Orelabrutinib combined with short-course bendamustine-rituximab (BR) for first-line treatment of chronic lymphocytic leukemia: A prospective multicenter study Free

Background While BTK inhibitors (BTKi) combined with 6 cycles of FCR achieve high rates of MRD negativity and prolonged treatment-free remission (Davids MS et al. Lancet Haematol 2019), FCR is associated with significant hematologic toxicity, infection risk, and fludarabine-related secondary malignancies. The BR regimen demonstrates improved safety over FCR (Kutsch N et al. Hemasphere 2020). Orelabrutinib, a highly selective covalent BTKi, offers a favorable safety profile (Xu W et al. Am J Hematol 2023). Here we report the preliminary findings of a study on orelabrutinib combined with short-course BR in treatment-naïve CLL.

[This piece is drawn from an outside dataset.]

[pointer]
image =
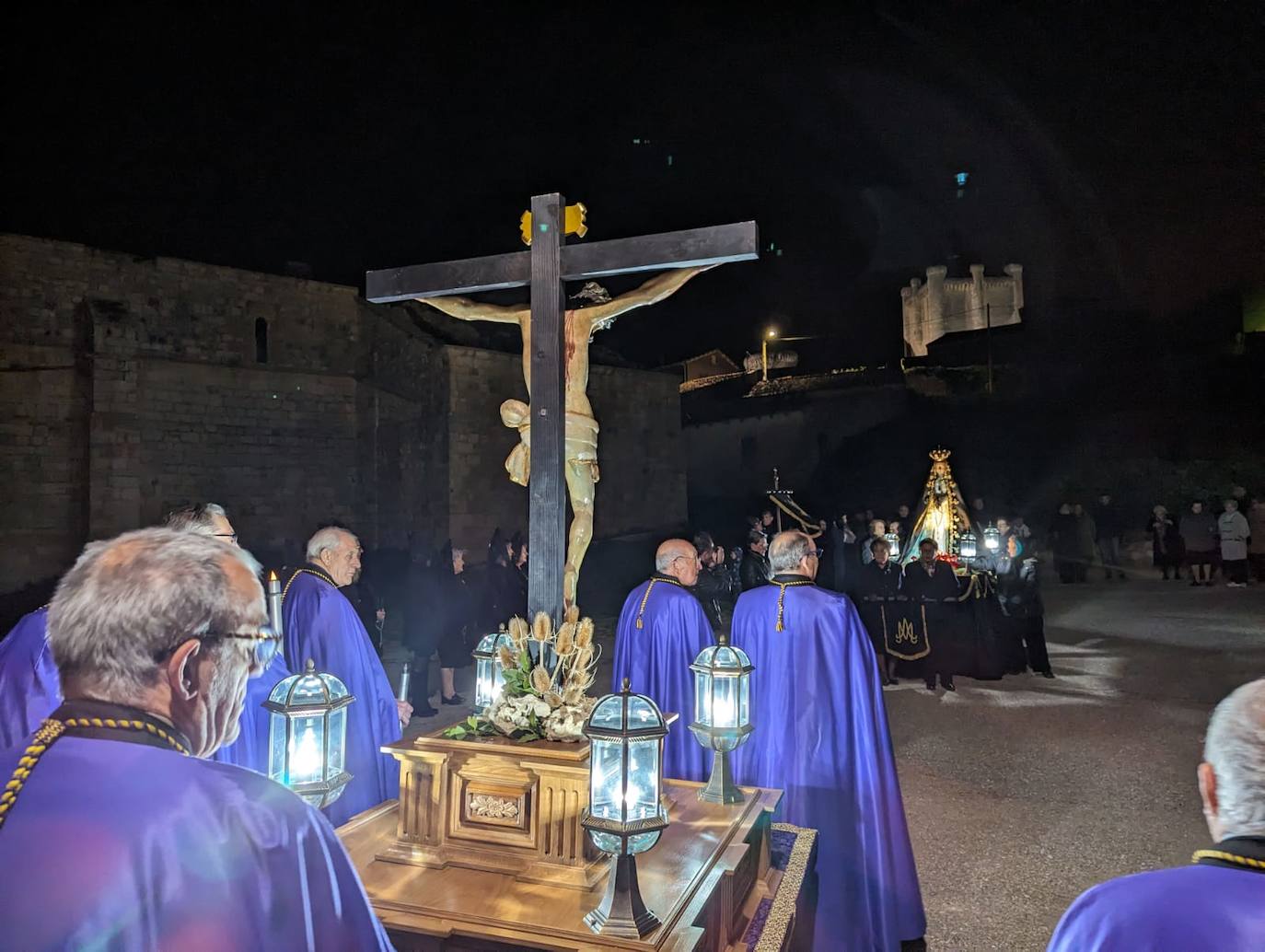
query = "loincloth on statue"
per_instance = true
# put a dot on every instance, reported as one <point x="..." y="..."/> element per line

Method This prospective multicenter study enrolled untreated CLL/SLL patients aged 18-70 years. To mitigate tumor lysis syndrome (TLS) risk from triplet therapy, cycle 1 employed debulking with rituximab plus bendamustine (BR). From cycles 2-4, patients received orelabrutinib with BR. Post-cycle 4, treatment extension or observation was permitted per investigator judgment and patient preference. Orelabrutinib was capped at 18 cycles (28-day cycles).

Result As of July 24, 2025, eight patients were enrolled, with a median age of 62 years (range 50-76) and a predominance of males (75%). Binet staging included B (n=3) and C (n=3), while Rai stages were I (n=2), II (n=1), III (n=2), and IV (n=1). Among six evaluable patients, TP53 abnormalities were present in four and unmutated IGHV in two. All patients remain on treatment, with five patients completing four cycles of combination therapy evaluable for efficacy and MRD assessment. With a median follow-up of 15 months (range, 6.3-15.5)，3 achieved CR, 1 PR, and 1 SD, yielding an ORR of 80% and CR rate of 60%. Undetectable MRD (<10⁻⁴) in peripheral blood was achieved by two patients (40%) at the end of cycle 3, increasing to four patients (80%) by cycle 9. None of the 5 patients progressed. Notably, two of three patients with TP53 abnormalities achieved deep remissions (CR with undetectable MRD). Safety analysis encompassing seven patients (median follow-up 11.6 months; range 1.3-15.5) experienced ≥ grade 3 hematological toxicity, mainly including 3 cases of grade 3 lymphopenia, 1 case of grade 4 neutropenia, and 1 case of grade 3 anemia. All toxicities resolved following appropriate management.

Conclusion Orelabrutinib with short-course BR induces high rates of deep remission (CR 60%, MRD negativity 80%) and manageable toxicity in untreated CLL. This regimen is expected to provide patients with a very good drug holiday.